If you are up to go off the beaten path, add some Romanian heritage sites to your itinerary. Most of us don’t even know about them.
Day 4: Scărișoara Cave – Bears Cave – Alba Iulia
In Apuseni Natural Park are 2 known caves in Romania: Scărișoara and Bears Cave.
Scărișoara is not far from Albac, the signs will lead the way. Scărișoara is a cave into a glacier and inside there are 0 degrees less. Not too deep, but the stairs that lead to it are impressive. Hence the name of the cave.
Read all about Scărișoara Cave – A Glacier You Can Touch.
Across the park, an hour and a half drive, is the other one, Bears Cave, in Chişcău village, Bihor County. The cave is a huge underground limestone structure, which was discovered by accident in 1975, due to the nearby exploitations at the limestone quarries in Chişcău.
Read all about Bears’ Cave – The Showcase Of Natural Wonder
A must see when in Transylvania.
After the caves, I jumped into my car and drove my way to Alba Iulia, to continue my road trip around Romania.
Day 5: Alba Iulia – Transalpina – Bucharest
Alba Iulia, one great attraction of Romania. The city has many historical stories to tell, from the Roman Empire to the Habsburgic domination and then the place of the first Romanian union. The Citadel has been restored and it deserves a visit.
After witnessing the changing of the guards, with the entire parade of guards, horses and cannons, off to Transalpina.
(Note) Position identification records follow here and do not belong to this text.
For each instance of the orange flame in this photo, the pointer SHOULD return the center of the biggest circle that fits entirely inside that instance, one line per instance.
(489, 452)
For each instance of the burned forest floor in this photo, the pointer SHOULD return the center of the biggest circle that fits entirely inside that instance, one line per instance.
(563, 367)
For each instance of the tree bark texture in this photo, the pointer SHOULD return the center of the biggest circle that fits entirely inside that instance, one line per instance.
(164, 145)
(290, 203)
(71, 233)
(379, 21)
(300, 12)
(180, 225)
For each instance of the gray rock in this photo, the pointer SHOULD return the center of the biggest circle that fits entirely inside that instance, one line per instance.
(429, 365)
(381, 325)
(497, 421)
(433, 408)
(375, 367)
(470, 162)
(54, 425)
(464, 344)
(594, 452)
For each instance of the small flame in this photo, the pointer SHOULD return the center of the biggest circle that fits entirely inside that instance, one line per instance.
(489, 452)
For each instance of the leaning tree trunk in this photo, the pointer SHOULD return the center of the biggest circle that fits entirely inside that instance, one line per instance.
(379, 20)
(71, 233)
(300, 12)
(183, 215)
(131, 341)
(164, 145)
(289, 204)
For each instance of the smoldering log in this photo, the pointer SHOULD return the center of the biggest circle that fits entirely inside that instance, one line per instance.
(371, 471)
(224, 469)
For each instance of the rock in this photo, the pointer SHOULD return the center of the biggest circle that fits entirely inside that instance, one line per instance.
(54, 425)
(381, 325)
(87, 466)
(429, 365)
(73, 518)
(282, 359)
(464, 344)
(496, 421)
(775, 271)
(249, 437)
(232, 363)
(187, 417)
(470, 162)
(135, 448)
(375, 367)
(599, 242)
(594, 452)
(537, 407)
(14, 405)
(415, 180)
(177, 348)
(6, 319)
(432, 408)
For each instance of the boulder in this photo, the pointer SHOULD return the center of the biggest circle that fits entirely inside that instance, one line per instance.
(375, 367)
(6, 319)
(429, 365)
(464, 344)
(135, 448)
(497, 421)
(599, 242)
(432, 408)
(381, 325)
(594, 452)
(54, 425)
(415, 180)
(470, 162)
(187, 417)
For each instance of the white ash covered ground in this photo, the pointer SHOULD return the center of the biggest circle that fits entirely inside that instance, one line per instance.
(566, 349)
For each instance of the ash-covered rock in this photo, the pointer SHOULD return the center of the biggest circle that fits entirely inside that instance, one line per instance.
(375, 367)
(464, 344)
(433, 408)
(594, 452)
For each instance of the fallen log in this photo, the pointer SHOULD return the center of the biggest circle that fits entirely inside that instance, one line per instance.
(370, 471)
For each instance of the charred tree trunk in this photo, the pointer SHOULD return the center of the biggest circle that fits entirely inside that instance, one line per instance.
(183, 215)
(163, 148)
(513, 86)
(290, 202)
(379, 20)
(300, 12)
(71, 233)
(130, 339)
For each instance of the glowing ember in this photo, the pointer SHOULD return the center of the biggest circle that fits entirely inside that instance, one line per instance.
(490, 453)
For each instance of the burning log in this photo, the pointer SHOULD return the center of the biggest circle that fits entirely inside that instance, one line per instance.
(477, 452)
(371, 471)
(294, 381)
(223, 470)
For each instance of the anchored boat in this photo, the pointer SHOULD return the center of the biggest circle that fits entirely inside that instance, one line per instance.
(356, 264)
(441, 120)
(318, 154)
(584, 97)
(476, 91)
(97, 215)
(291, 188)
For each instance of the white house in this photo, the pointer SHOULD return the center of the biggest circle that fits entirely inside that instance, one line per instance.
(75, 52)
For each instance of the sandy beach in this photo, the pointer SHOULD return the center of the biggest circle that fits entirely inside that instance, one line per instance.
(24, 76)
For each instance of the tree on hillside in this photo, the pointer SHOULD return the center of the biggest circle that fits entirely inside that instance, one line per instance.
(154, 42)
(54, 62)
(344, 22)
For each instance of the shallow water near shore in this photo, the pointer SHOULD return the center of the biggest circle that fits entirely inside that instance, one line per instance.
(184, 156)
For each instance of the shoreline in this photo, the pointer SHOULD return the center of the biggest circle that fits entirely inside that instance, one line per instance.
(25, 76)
As the name suggests, Transalpina is the highest road in Romania, offering a landscape which can rarely be seen while driving. It’s not for the faint-hearted, so the driver should not lose his or her temper. Breathtaking is the word to use when trying to describe the landscapes.
Oh yes, I had another flat tire just 6 km away from Bucharest. The joy of life always happens at 1 am.